Article 20 the Secretary of the board of directors shall remind the directors, supervisors and senior managers of the company to perform the obligations of loyalty and diligence. If the aforesaid personnel are aware of the violation of relevant laws and regulations, other normative documents or the articles of association and make or may make relevant decisions, they shall give a warning and immediately report to the board of directors of the company.

Article 21 the Secretary of the board of directors shall perform other duties required by the company law, the CSRC and the Shanghai Stock Exchange.

Article 22 the company shall provide convenience for the Secretary of the board of directors to perform his duties, and the directors, supervisors, senior managers and relevant staff of the company shall cooperate with the Secretary of the board of directors in performing his duties. The Secretary of the board of directors may directly report to the Shanghai stock exchange if he is unduly obstructed or seriously obstructed in the performance of his duties.

Article 23 in order to perform his duties, the Secretary of the board of directors has the right to know the financial and operating conditions of the company, consult all documents within his scope of responsibility, and require relevant departments and personnel of the company to provide relevant materials and information in time.

Article 24 when the company holds the general manager’s office meeting and other meetings involving major matters of the company, it shall timely inform the Secretary of the board of directors to attend as nonvoting delegates and provide meeting materials.

Article 25 the Secretary of the board of directors shall sign a confidentiality agreement with the company and promise to continue to perform the confidentiality obligation during the term of office and after leaving office until the relevant information is disclosed to the public.
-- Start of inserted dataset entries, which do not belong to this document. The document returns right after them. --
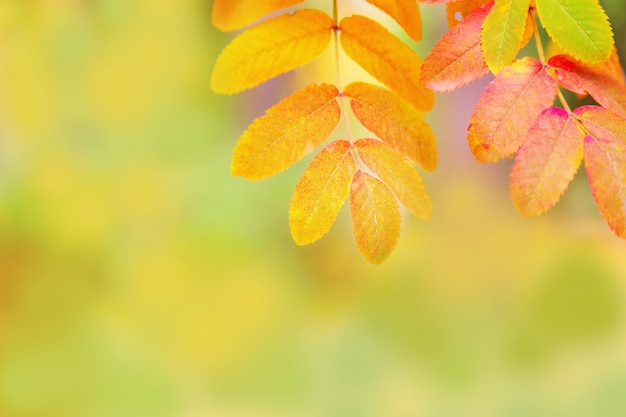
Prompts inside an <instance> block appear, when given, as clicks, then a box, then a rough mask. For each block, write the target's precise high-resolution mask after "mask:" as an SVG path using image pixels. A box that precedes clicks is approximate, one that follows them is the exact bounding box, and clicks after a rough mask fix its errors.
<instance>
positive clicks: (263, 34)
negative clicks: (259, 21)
mask: <svg viewBox="0 0 626 417" xmlns="http://www.w3.org/2000/svg"><path fill="white" fill-rule="evenodd" d="M332 28H333V20H332V19H331V18H330V16H328V15H327V14H326V13H323V12H320V11H319V10H312V9H303V10H297V11H296V12H295V13H293V14H283V15H280V16H277V17H274V18H272V19H268V20H266V21H264V22H261V23H259V24H258V25H257V26H254V27H252V28H250V29H248V30H246V31H245V32H243V33H241V34H240V35H239V36H237V37H236V38H235V39H233V40H232V42H231V43H229V44H228V45H227V46H226V47H225V48H224V50H223V51H222V52H221V53H220V55H219V56H218V57H217V61H216V62H215V67H214V68H213V73H212V74H211V89H213V91H215V92H216V93H219V94H235V93H238V92H240V91H243V90H246V89H248V88H252V87H255V86H257V85H259V84H261V83H262V82H265V81H267V80H269V79H270V78H274V77H276V76H277V75H280V74H283V73H285V72H288V71H291V70H293V69H295V68H298V67H301V66H302V65H305V64H307V63H309V62H310V61H312V60H313V59H315V58H316V57H317V56H318V55H320V54H321V53H322V52H323V51H324V49H325V48H326V46H327V45H328V43H329V41H330V36H331V33H332Z"/></svg>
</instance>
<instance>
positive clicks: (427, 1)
mask: <svg viewBox="0 0 626 417" xmlns="http://www.w3.org/2000/svg"><path fill="white" fill-rule="evenodd" d="M418 1H419V2H420V3H424V4H446V3H453V2H455V1H459V0H418Z"/></svg>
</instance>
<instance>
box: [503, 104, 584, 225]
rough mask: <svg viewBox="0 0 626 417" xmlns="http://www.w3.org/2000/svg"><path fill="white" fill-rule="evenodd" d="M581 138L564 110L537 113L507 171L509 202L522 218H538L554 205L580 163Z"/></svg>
mask: <svg viewBox="0 0 626 417" xmlns="http://www.w3.org/2000/svg"><path fill="white" fill-rule="evenodd" d="M584 138H585V135H584V134H583V133H582V131H581V130H580V129H579V128H578V126H577V125H576V122H575V121H574V119H573V117H571V116H570V115H569V114H568V113H567V112H566V111H565V110H563V109H559V108H555V107H551V108H549V109H546V110H545V111H544V112H543V113H541V115H540V116H539V118H538V119H537V121H536V122H535V124H534V125H533V126H532V127H531V128H530V131H529V132H528V136H526V138H525V139H524V142H523V143H522V146H521V147H520V149H519V151H518V152H517V155H516V157H515V162H514V163H513V166H512V167H511V176H510V188H511V199H512V200H513V205H514V206H515V207H516V208H517V210H518V211H519V212H520V213H521V214H522V215H524V216H538V215H540V214H542V213H544V212H545V211H547V210H548V209H549V208H551V207H552V206H553V205H555V204H556V203H557V201H558V200H559V199H560V198H561V196H562V195H563V193H564V192H565V190H566V189H567V187H568V185H569V183H570V182H571V181H572V179H573V178H574V174H575V173H576V171H577V170H578V167H579V166H580V163H581V162H582V159H583V140H584Z"/></svg>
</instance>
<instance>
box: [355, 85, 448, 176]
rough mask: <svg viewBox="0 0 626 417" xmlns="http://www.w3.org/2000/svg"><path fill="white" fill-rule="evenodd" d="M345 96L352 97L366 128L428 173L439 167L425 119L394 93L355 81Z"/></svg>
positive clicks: (428, 130)
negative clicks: (408, 158) (426, 171)
mask: <svg viewBox="0 0 626 417" xmlns="http://www.w3.org/2000/svg"><path fill="white" fill-rule="evenodd" d="M344 95H345V96H347V97H350V99H351V103H350V104H351V106H352V111H353V112H354V115H355V116H356V118H357V119H359V121H360V122H361V123H363V126H365V127H366V128H367V129H369V130H370V131H371V132H372V133H374V134H375V135H376V136H378V137H379V138H380V139H382V140H384V141H385V142H387V143H388V144H390V145H391V146H393V147H394V148H395V149H397V150H398V151H399V152H401V153H403V154H404V155H406V156H407V157H408V158H410V159H412V160H413V161H415V162H417V163H419V164H421V165H422V166H423V167H424V169H426V170H427V171H432V170H434V169H435V167H436V166H437V143H436V142H435V135H434V134H433V131H432V130H431V128H430V126H428V124H426V123H424V116H423V115H422V114H421V113H420V112H419V111H418V110H417V109H416V108H415V107H413V106H412V105H411V104H410V103H409V102H407V101H405V100H404V99H403V98H401V97H400V96H398V95H397V94H396V93H394V92H393V91H389V90H387V89H385V88H382V87H378V86H375V85H372V84H367V83H362V82H355V83H352V84H350V85H348V86H347V87H346V88H345V90H344Z"/></svg>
However, the information involving the company’s violations of laws and regulations does not belong to the scope of confidentiality that should be performed as mentioned above.

Article 26 the board of directors of the company shall employ securities affairs representatives to assist the Secretary of the board of directors in performing his duties.
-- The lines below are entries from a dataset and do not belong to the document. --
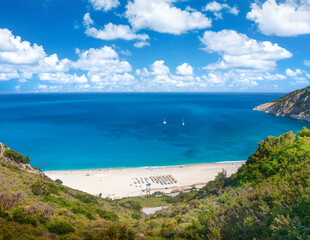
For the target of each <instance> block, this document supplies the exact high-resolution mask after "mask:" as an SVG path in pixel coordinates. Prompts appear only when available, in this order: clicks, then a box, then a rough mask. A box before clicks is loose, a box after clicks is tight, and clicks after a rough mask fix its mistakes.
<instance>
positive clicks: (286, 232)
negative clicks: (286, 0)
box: [0, 129, 310, 239]
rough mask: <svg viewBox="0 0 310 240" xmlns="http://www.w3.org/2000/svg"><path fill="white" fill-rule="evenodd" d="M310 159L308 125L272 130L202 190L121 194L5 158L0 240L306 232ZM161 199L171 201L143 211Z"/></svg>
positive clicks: (157, 237)
mask: <svg viewBox="0 0 310 240" xmlns="http://www.w3.org/2000/svg"><path fill="white" fill-rule="evenodd" d="M309 163H310V131H309V130H306V129H304V130H302V131H301V132H299V135H298V136H295V135H294V134H293V133H291V132H289V133H287V134H284V135H283V136H280V137H268V138H267V139H266V140H265V141H262V142H261V143H260V144H259V147H258V150H257V151H256V152H255V153H253V154H252V155H251V156H250V157H249V159H248V161H247V163H246V164H245V165H244V166H243V167H242V168H240V169H239V171H238V172H237V173H236V174H235V175H233V176H232V177H230V178H227V177H226V175H225V173H224V172H223V173H220V174H219V175H218V176H217V178H216V180H214V181H212V182H210V183H208V184H207V185H206V186H205V187H204V188H202V189H200V190H199V191H197V190H193V191H192V192H191V193H187V194H180V195H179V196H178V197H175V198H171V197H163V198H156V197H151V198H128V199H121V200H117V201H108V200H103V199H100V198H97V197H94V196H91V195H89V194H85V193H81V192H79V191H76V190H72V189H70V188H67V187H64V186H62V185H60V184H57V183H55V182H53V181H51V180H49V179H44V178H42V177H41V176H39V175H35V174H31V173H27V172H25V171H22V170H19V169H17V168H16V167H12V166H11V165H9V164H5V163H2V164H1V166H0V192H1V193H0V194H1V195H0V239H1V238H2V239H135V238H139V239H165V238H170V239H254V238H255V239H309V236H310V217H309V216H310V197H309V196H310V189H309V186H310V178H309V176H310V165H309ZM14 199H15V200H14ZM17 199H18V201H17ZM159 205H169V206H170V207H168V208H167V209H164V210H162V211H160V212H157V214H155V215H153V216H150V217H148V218H146V216H143V214H141V212H140V209H141V207H142V206H159ZM59 223H60V224H59ZM66 223H68V224H67V225H66ZM70 227H71V228H70ZM55 232H56V233H57V234H56V233H55Z"/></svg>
When the Secretary of the board of directors is unable to perform his duties or authorized by the Secretary of the board of directors, the securities affairs representative shall perform his duties on his behalf. During this period, the Secretary of the board of directors shall not be exempted from his responsibilities.

The securities affairs representative shall obtain the qualification certificate of secretary of the board of directors recognized by Shanghai Stock Exchange.

Chapter IV training

Article 27 the candidates for secretary of the board of directors or securities affairs representative of the company shall participate in the qualification training recognized by Shanghai Stock Exchange. In principle, the training time shall not be less than 36 class hours, and obtain the qualification certificate of secretary of the board of directors.
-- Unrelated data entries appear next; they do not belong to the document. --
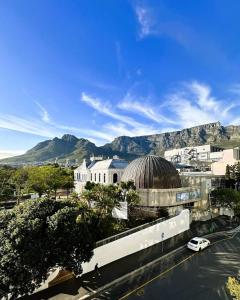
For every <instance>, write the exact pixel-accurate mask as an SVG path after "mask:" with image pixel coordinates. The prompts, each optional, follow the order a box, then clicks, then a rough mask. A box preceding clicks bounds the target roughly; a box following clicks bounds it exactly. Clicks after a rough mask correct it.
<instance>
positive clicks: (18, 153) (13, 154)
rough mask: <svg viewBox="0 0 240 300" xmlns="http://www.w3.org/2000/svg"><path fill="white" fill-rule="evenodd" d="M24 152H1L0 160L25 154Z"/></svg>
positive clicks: (3, 150) (22, 150) (11, 150)
mask: <svg viewBox="0 0 240 300" xmlns="http://www.w3.org/2000/svg"><path fill="white" fill-rule="evenodd" d="M24 153H25V151H24V150H2V149H1V150H0V159H3V158H7V157H12V156H17V155H21V154H24Z"/></svg>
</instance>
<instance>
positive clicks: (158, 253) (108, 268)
mask: <svg viewBox="0 0 240 300" xmlns="http://www.w3.org/2000/svg"><path fill="white" fill-rule="evenodd" d="M228 225H229V224H228ZM225 226H226V224H225ZM219 229H220V228H219ZM228 229H230V228H229V227H228ZM195 233H196V232H195V230H194V229H193V230H191V231H188V232H184V233H183V234H181V235H179V236H176V237H173V238H171V239H169V240H167V241H165V242H164V244H163V248H162V244H161V243H159V244H157V245H154V246H152V247H149V248H147V249H145V250H142V251H139V252H137V253H134V254H132V255H129V256H127V257H124V258H122V259H120V260H118V261H115V262H113V263H111V264H109V265H106V266H104V267H102V268H100V269H99V270H100V273H101V275H100V276H97V275H96V274H95V273H94V272H90V273H87V274H84V275H83V276H81V277H80V278H77V279H76V278H74V279H70V280H68V281H66V282H64V283H61V284H58V285H56V286H53V287H50V288H47V289H45V290H42V291H40V292H37V293H35V294H33V295H31V296H27V297H22V298H21V299H26V300H27V299H29V300H30V299H36V300H38V299H39V300H40V299H41V300H43V299H52V300H77V299H78V300H80V299H87V298H89V297H90V295H93V294H95V292H97V291H98V290H99V289H100V290H102V288H103V287H104V286H106V285H111V284H112V283H113V282H114V281H115V282H117V281H118V279H119V278H121V277H123V276H128V274H130V273H132V274H133V273H134V272H135V270H138V269H140V268H141V267H143V266H145V265H147V264H151V262H154V261H156V260H160V258H161V257H162V256H164V255H166V254H168V253H169V254H171V253H170V252H171V251H173V250H175V249H177V248H179V247H180V246H182V245H185V244H186V242H187V241H188V240H189V239H190V238H191V237H192V236H193V235H195ZM182 248H184V247H182ZM162 250H163V252H162ZM109 255H111V254H110V253H109ZM184 255H186V253H185V254H184ZM105 299H108V298H105Z"/></svg>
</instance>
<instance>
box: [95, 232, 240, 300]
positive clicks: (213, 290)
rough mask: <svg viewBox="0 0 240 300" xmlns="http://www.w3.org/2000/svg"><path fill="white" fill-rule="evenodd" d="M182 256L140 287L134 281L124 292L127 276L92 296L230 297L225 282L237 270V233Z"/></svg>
mask: <svg viewBox="0 0 240 300" xmlns="http://www.w3.org/2000/svg"><path fill="white" fill-rule="evenodd" d="M189 251H190V250H189ZM183 260H184V261H183V262H181V263H177V265H176V266H174V267H173V268H171V269H170V270H167V271H165V272H163V273H162V274H155V276H154V277H151V278H149V279H148V280H146V282H145V283H144V284H142V285H141V286H140V288H139V285H138V288H133V290H132V291H128V292H126V286H127V285H128V288H129V286H131V284H132V282H131V278H129V281H128V282H125V283H124V286H123V285H122V286H121V285H119V286H115V287H114V288H112V289H110V290H108V291H105V293H104V294H102V295H100V296H99V297H97V298H95V299H121V300H123V299H127V300H148V299H150V300H155V299H156V300H159V299H160V300H164V299H166V300H191V299H194V300H198V299H199V300H200V299H201V300H202V299H211V300H215V299H216V300H217V299H231V298H229V296H228V295H227V293H226V289H225V284H226V280H227V277H228V276H236V275H237V273H238V270H240V233H237V234H235V235H234V236H233V237H232V238H227V239H225V240H222V241H219V242H217V243H216V244H213V245H212V246H210V247H209V248H207V249H205V250H204V251H202V252H200V253H196V254H195V253H191V252H190V254H189V255H188V256H187V257H185V258H184V259H183ZM145 272H146V273H147V272H148V270H145ZM124 293H125V295H124Z"/></svg>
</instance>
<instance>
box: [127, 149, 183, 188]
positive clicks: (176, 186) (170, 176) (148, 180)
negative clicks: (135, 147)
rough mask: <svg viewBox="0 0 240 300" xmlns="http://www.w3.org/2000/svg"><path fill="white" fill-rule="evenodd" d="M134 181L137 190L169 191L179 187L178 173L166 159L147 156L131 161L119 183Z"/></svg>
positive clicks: (151, 155)
mask: <svg viewBox="0 0 240 300" xmlns="http://www.w3.org/2000/svg"><path fill="white" fill-rule="evenodd" d="M129 180H132V181H134V183H135V185H136V188H138V189H170V188H179V187H181V180H180V176H179V174H178V171H177V170H176V169H175V167H174V166H173V164H172V163H170V162H169V161H167V160H166V159H164V158H162V157H160V156H156V155H147V156H145V157H140V158H137V159H135V160H133V161H132V162H131V163H130V164H129V165H128V166H127V167H126V169H125V170H124V173H123V176H122V178H121V181H125V182H126V181H129Z"/></svg>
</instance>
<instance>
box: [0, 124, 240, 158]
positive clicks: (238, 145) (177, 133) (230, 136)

Article 28 in principle, the Secretary of the board of directors of the company shall participate in the follow-up training of the Secretary of the board of directors organized by the stock exchange at least once a year.

If the Secretary of the board of directors is criticized by the stock exchange and fails to pass the annual assessment, he shall participate in the latest follow-up training for the Secretary of the board of directors held by the stock exchange.

Chapter V supplementary provisions

Article 29 for matters not covered in this system, the Secretary of the board of directors shall implement them in accordance with relevant laws, administrative regulations, departmental rules, normative documents and the articles of association.

Article 30 the system shall come into force after being deliberated and approved at the meeting of the board of directors of the company, and the same shall apply to the modification.

Article 31 the system shall be interpreted by the board of directors of the company.